Turning around, I saw you walk toward the only house whose windows were spilling light, golden, onto a wooden table. A restaurant? Yes, but
“They’re closed,”
you grunted. I sighed. We could have been in paradise; it did not matter then. We turned back to the car we had rented for the trip we had dreamt up, the first of our “and then they lived happily ever after”…
Suddenly,
“Venite! Venite qui!”
An elderly gentleman with a beard and cane and – when in Tuscany, in a village, on a hill – suspenders and a pipe, was calling:
“Vieni mangiare!”
hand to his mouth, then down to his belly and, pipe and all, rubbing it to make sure we understood him.
“I thought you said the restaurant was closed.”
The signore had reached us.
“Benvenuti! Benvenuti! Nonna sta cucinando. Vieni mangiare!”
La nonna and he had seen us disembark from the bedroom on top of the restaurant with golden windows that summed up their life together;
They slept in the same bed every night and rose every day to the same fette biscottate and caffè latte. Then, every day but Sunday, she cooked and he greeted, served, and conversed with whoever stumbled upon this remote village.
This was their ever after: a wobbly wooden table on a hill at which he seated us. Acqua and bread. Glorious bread.
Two glasses:
“Rosso o bianco?”
Rosso. Rosso always.
In equal parts Italian and mime, no English, he explained that the wine was his, and that dinner would take a while,
“Perché i pici si fanno adesso. Freschi.”

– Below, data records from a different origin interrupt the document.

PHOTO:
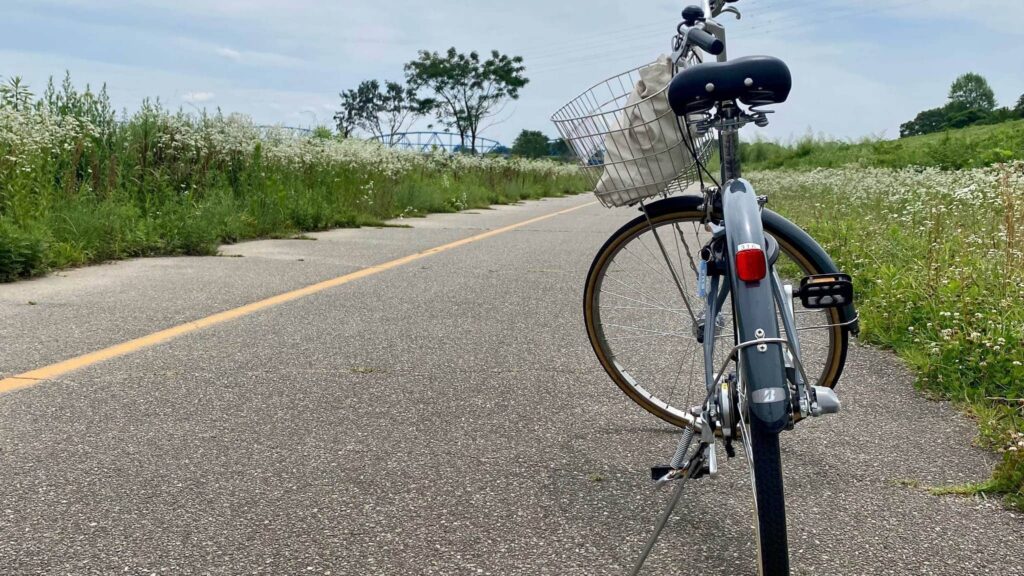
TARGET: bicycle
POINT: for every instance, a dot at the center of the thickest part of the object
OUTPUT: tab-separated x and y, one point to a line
672	287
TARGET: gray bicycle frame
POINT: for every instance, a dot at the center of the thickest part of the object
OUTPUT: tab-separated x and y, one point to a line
762	367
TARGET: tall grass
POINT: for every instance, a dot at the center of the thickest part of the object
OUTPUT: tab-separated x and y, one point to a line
938	260
79	184
967	148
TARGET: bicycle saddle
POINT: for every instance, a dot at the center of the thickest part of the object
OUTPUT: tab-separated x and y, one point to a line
752	80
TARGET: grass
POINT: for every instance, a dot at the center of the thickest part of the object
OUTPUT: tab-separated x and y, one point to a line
938	260
79	186
968	148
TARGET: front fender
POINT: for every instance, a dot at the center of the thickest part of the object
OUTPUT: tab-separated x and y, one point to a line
778	227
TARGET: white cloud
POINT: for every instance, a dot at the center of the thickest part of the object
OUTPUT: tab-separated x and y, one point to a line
198	97
228	53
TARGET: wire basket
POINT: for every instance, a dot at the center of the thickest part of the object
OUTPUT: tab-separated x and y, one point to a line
630	142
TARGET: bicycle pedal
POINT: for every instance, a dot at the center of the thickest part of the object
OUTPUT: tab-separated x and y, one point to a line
825	291
658	474
825	402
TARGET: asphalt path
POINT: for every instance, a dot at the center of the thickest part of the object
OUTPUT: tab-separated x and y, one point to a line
442	416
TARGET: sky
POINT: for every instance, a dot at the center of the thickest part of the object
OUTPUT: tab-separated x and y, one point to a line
860	67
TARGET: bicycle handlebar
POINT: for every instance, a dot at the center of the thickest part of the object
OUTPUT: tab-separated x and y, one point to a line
705	41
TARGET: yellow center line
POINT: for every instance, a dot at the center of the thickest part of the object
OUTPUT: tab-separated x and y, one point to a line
60	368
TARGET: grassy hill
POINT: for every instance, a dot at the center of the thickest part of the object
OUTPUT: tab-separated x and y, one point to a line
967	148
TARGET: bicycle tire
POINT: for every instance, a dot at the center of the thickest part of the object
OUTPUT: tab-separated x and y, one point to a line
769	502
687	209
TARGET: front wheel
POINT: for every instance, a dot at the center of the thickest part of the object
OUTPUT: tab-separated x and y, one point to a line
769	501
643	313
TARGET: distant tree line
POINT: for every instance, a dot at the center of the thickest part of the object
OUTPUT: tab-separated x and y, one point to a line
971	101
461	91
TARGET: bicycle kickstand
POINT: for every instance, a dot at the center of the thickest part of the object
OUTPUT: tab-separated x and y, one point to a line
691	469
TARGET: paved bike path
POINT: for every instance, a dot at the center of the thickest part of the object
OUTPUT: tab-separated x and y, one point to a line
445	416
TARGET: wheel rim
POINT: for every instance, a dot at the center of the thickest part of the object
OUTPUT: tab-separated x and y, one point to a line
642	329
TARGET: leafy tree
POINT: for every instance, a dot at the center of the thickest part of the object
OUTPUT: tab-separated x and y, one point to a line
345	119
561	149
381	111
530	144
971	91
925	123
463	90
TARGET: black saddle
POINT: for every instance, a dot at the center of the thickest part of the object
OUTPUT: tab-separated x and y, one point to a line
752	80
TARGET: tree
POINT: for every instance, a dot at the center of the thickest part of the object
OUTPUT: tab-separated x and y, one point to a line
345	119
462	90
971	91
561	149
531	144
925	123
383	112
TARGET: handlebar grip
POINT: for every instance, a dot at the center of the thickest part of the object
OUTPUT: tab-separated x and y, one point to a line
705	41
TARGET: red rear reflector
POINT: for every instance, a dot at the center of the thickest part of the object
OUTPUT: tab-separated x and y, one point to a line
751	262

The nonna was – was she really? – making the pasta from scratch.
In the kitchen – hanging garlic, bay leaves, copper pots and pans– she was indeed rolling out long stripes of yellow dough. Into the boiling water. Then she turned to peel the reddest tomatoes I have ever seen.
Lipstick red, ladybug red, late-August-sky-on-fire red, still steaming. I could smell them from the door. Tomatoes have a smell. The basil too, four pristine leaves picked from the pot that sat on the sill looking onto the square. The pici smelled just a breath past al dente – just as I like it. She crushed the tomatoes with her hands. A sprinkle of oregano. Garlic, mashed with a precise, well-practiced bang of her knife.
The basil was chopped and sprinkled last. And that was it. Finito! Simple. Impossible. Simply, impossibly magic.
You were waiting, sullen and tired, my companion ever after. The man placed the two dishes on the table:
“Buon appetito!”
One bite.
It took one bite. I saw your face change. An explosion of flavors. We both saw it then, I think: ever after, simple and now on a Tuscan hill.
Pici marinara. Pasta with tomato sauce. A piece of bread to fare la scarpetta of whatever remained. A summer wine, ripened on sun and earth and rain and wild, red berries. You. My senses still remember each ingredient.
We ate and drank and talked and laughed and kissed, needed and thought of nothing more than what we had that night at that table on a hilltop. Six years later, our ever after has been rich with many others; starry nights in starry restaurants in which food came under cloches, wines with descriptions, bands répertoires, and chandeliers dimmers. Magnificent, but they now taste mild, somewhat indistinct on the palate of my memory. Tonight, let’s have pici.
Let’s fly to Rome, rent a car and insist it only speak Italian. Let’s get lost. Let’s drive in, sourly and late, into a Tuscan village. Let’s reach the top of the hill, starving, grumpy, knock on the door of the house with golden windows. Let’s ask the couple to have a glass of wine with us this time.